Inicio > Uncategorized > Líderes y aliados

Líderes y aliados

Leo, con el ruido de fondo de la interna del Movimiento Popular Neuquino:

A menudo se plantea que hay que convencer para obtener aliados y reclamar lealtad para mantenerlos.

La teoría y la historia de las organizaciones y de las instituciones muestra que hay dos procesos de agrupamiento político: a) el momento instituyente y b) el momento institucional.

En la primera situación, el agrupamiento de aliados se da en el marco de un proceso de reconfiguración identitaria. El actor político funda un nuevo clivaje y propone a los otros actores encuadrarse en torno al mismo. Se trata a menudo de situaciones fundacionales, donde el antiguo orden simbólico está en crisis y, por ende, se proponen nuevos. Allí la persuasión del emisor es importante para convocar a los aliados.

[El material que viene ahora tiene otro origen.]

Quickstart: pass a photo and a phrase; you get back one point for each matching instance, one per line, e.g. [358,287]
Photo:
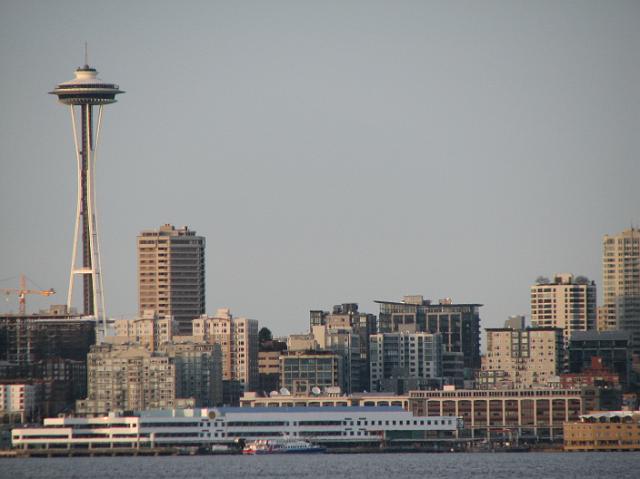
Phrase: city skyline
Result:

Pero más importante aún es la “necesidad” de los receptores que, en un orden en crisis, esperan una nueva configuración identitaria que los seduzca.

En la segunda situación, las organizaciones o las instituciones a las que pertenecen los actores ya se encuentran estabilizadas. Por ende, la relación entre el líder y los actores subalternos se encuentra mediada por reglas, rutinas, etcétera. Allí, no se pone en juego solamente la capacidad de conseguir aliados, sino la capacidad de mantenerlos.

En este caso, existe un degradé de aliados potenciales, que van desde los más próximos, pasando por los que pendulan entre uno u otro bando, hasta los más remotos que seguramente terminarán siendo antagonistas.

Para salir con éxito de este doble juego existen dos vías: a) la confianza y b) la amenaza.

En este marco, el líder tiende a usar alternativamente ambas vías. En algunos casos se apela a la lealtad y en otros a la capacidad de sanción para mantener a sus aliados potenciales. Por lo general, la acción resulta una combinación de ambas.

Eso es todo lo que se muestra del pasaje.